"The call of various groups to renationalize water service is reckless and regressive."
The Supreme Court recently ordered the national capital’s two water concessionaires—Maynilad Water Services and Manila Water Co.—to pay P921 million each, or a total of close to P2 billion in penalties for violation of the Clean Water Act. On top of these fines, they were also ordered to pay over P300,000 (adjusted by 10 percent per year) for each day of their supposed failure to connect the sewer lines of homes and commercial establishments to the existing sewage line in the metropolis.
Both concessionaires said they are exploring legal options to appeal the unanimous 12-0 decision of the high court. In their separate petitions for review, they told the Court that the penalties imposed on them for their alleged violation of Republic Act 9275 or the Clean Water Act were arbitrary and excessive, and that they were being singled out even if they had done their part in the cleanup job while other concerned institutions like the Departments of Environment and Natural Resources and of Public Works and Highways had been remiss in their duties under this law.
In the first place, the implementation of RA 9275 or the CWA of 2004 requires a coordinated effort that involves not only Maynilad and MWC, but several government agencies as well along with the concerned local government units. Under this law, the DENR is the primary agency responsible for implementing and enforcing the CWA.
That the implementation of the CWA, especially the cleanup of water bodies, is a joint effort—and not the sole responsibility of Maynilad and MWC—was affirmed by the Supreme Court in the case of MMDA et al. vs. Concerned Residents of Manila Bay, otherwise known as the Manila Bay case.
Under RA 9275 or the CWA, the Department of the Interior and Local Government is mandated to order all mayors of Metro Manila and the governors of affected provinces to inspect and determine if wastewater treatment facilities (e.g., septic tanks) are in place in their respective communities. In case of non-compliance, the concerned LGUs shall take action to ensure compliance, the law likewise states.
The DILG was also required by the SC in its ruling on the 2011 Manila Bay case to submit a five-year plan of action that will contain measures intended to ensure compliance of all non-complying factories, commercial establishments and private homes to the CWA.
The DILG and LGUs are likewise required to consider providing land for the wastewater treatment facilities of the two concessionaires or their regulator, the MWSS.
Meanwhile, the DPWH, in coordination with LGUs, was also tasked under the CWA to prepare a national program on sewage and septage management. The DPWH has not implemented this program.
The DENR, as lead agency responsible for implementing the CWA has not completed drawing up a Water Quality Management Area Action Plan, which includes setting the goals and targets for a sewerage or septage program.
Both Maynilad and MWC claim they have exerted utmost efforts to comply with the provisions of the CWA. As pointed out by MWC, they “have made significant improvements to domestic wastewater management in compliance with their service obligations.”

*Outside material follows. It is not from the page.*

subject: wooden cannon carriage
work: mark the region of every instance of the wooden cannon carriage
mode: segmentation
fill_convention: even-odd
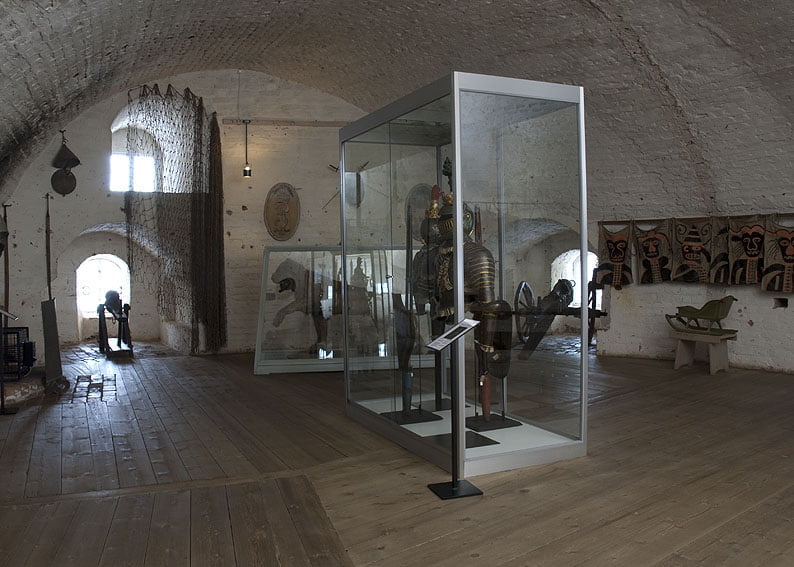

However, the realities show that while the concessionaires have done so, the other agencies involved didn’t do their respective jobs as set by the CWA.
Another thing to consider is that the wastewater treatment facilities that the concessionaires have built so far would be rendered ineffective in realizing the goals of the CWA if informal settlers continue to directly dump their wastes into our rivers, lakes and esteros. Again, this is something that should be handled by the LGUs in the concerned communities.
Also, the concessionaires cannot also speed up the construction of STPs because simultaneous construction will cause heavy inconvenience to the public resulting from the ensuing road excavations. Hence, building STPs have to be done in phases to avoid traffic congestion in the affected areas.
As a result of the SC decision imposing fines on Maynilad and MWC, various groups have found a new rallying point against Big Business. They have called on the government to re-nationalize water service and allow the MWSS take back control of the concessions given to Maynilad and MWC in 1997 at the height of the water crisis. Before privatization, MWSS was so inept that it only covered 69 percent of the metropolis. Because access to clean water was relatively scarce and so expensive back then, households had to cough up as much as P3,000 to P5,000 monthly for water bought from roving vendors. Nowadays, Maynilad customers pay just about P974 for a normal water consumption level of 30 cu. m. per month.
The call of various groups to renationalize water service is reckless and regressive as it will lead to a return to the pre-1997 era of expensive, if not unsafe, water and erratic deliver of water services. In fact, the takeover by Maynilad and MWC has been cited by the World Bank as a model in privatization, with MWSS Administrator Reynaldo Velasco describing the water privatization as a “successful legal framework” in public-private partnership ventures.